The survey-takers aren't necessarily to blame.  They're acting rationally.  They have an opportunity cost of time, and time spent taking a survey is time not making money or doing something else enjoyable (like reading this post!).  Particularly in online surveys, where people are paid when they complete the survey, the incentive is to finish - not necessarily to pay 100% attention to every question.

In a new working paper with Trey Malone, we sought to figure whether missing a "long" trap question like the one above or missing "short" trap questions influence the willingness-to-pay estimates we get from surveys.  Our longer traps "catch" a whopping 25%-37% of the respondents; shorter traps catch 5%-20% depending on whether they're in a list or in isolation.  In addition, Trey had the idea of going beyond the simple trap question and prompting people if they got it wrong.  If you've been caught in our trap, we'll let you out, and hopefully we'll find better survey responses.  

Here's the paper abstract.

This article uses “trap questions” to identify inattentive survey participants.
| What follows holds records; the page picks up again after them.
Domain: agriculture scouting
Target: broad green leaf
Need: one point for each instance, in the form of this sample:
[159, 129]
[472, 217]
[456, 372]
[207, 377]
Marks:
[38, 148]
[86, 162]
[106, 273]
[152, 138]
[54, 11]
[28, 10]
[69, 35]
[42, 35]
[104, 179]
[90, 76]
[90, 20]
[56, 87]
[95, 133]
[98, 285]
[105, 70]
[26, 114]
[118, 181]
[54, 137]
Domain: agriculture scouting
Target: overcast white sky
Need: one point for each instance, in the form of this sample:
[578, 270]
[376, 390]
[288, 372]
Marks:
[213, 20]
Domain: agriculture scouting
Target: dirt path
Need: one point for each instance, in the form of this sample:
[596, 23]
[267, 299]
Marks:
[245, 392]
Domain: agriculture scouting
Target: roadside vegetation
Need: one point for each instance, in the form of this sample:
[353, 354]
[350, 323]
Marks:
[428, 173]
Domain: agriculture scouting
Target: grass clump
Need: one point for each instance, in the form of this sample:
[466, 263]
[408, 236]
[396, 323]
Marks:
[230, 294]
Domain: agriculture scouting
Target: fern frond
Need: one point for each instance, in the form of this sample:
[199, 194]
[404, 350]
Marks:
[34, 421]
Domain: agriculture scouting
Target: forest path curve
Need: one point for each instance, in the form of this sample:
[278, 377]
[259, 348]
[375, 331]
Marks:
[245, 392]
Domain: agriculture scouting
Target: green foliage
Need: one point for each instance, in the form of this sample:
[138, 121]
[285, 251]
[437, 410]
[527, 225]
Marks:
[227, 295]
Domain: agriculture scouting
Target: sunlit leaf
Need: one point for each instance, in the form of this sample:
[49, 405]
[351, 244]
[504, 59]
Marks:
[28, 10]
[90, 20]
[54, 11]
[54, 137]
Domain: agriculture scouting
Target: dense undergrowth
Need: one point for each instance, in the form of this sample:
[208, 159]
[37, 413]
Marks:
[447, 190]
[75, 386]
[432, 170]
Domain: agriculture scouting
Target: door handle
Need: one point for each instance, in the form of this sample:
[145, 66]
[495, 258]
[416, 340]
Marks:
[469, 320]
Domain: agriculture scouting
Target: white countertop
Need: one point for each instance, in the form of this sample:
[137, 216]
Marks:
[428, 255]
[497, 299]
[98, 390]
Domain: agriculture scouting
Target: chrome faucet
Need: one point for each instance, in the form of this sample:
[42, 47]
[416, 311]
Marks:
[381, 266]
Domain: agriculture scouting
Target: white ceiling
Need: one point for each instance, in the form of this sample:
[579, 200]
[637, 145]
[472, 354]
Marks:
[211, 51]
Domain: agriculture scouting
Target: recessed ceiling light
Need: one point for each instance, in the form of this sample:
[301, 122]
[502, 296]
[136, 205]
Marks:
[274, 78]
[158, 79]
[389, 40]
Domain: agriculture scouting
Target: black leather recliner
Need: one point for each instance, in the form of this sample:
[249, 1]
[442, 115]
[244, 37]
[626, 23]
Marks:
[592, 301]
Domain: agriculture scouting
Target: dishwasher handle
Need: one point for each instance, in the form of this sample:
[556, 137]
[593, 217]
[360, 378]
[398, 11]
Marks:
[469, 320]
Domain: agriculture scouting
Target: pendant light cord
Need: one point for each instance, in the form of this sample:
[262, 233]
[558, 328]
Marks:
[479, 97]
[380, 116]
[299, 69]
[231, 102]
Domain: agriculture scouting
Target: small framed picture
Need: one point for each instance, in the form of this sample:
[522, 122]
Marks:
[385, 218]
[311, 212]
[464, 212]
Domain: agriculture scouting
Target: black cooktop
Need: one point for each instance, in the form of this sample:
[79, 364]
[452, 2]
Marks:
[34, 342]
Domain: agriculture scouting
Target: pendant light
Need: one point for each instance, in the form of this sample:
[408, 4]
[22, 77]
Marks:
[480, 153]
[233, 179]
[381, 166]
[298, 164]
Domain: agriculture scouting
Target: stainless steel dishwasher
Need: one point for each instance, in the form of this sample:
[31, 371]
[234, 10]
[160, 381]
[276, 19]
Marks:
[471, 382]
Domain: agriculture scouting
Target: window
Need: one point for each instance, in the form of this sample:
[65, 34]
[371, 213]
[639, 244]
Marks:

In the context of a choice experiment, inattentiveness is shown to significantly influence willingness-to-pay estimates and error variance. In Study 1, we compare results from choice experiments for meat products including three different trap questions, and we find participants who miss trap questions have higher willingness-to-pay estimates and higher variance; we also find one trap question is much more likely to “catch” respondents than another. Whereas other research concludes with a discussion of the consequences of participant inattention, in Study 2, we introduce a new method to help solve the inattentive problem. We provide feedback to respondents who miss trap questions before a choice experiment on beer choice. That is, we notify incorrect participants of their inattentive, incorrect answer and give them the opportunity to revise their response. We find that this notification significantly alters responses compared to a control group, and conclude that this simple approach can increase participant attention. Overall, this study highlights the problem of inattentiveness in surveys, and we show that a simple corrective has the potential to improve data quality.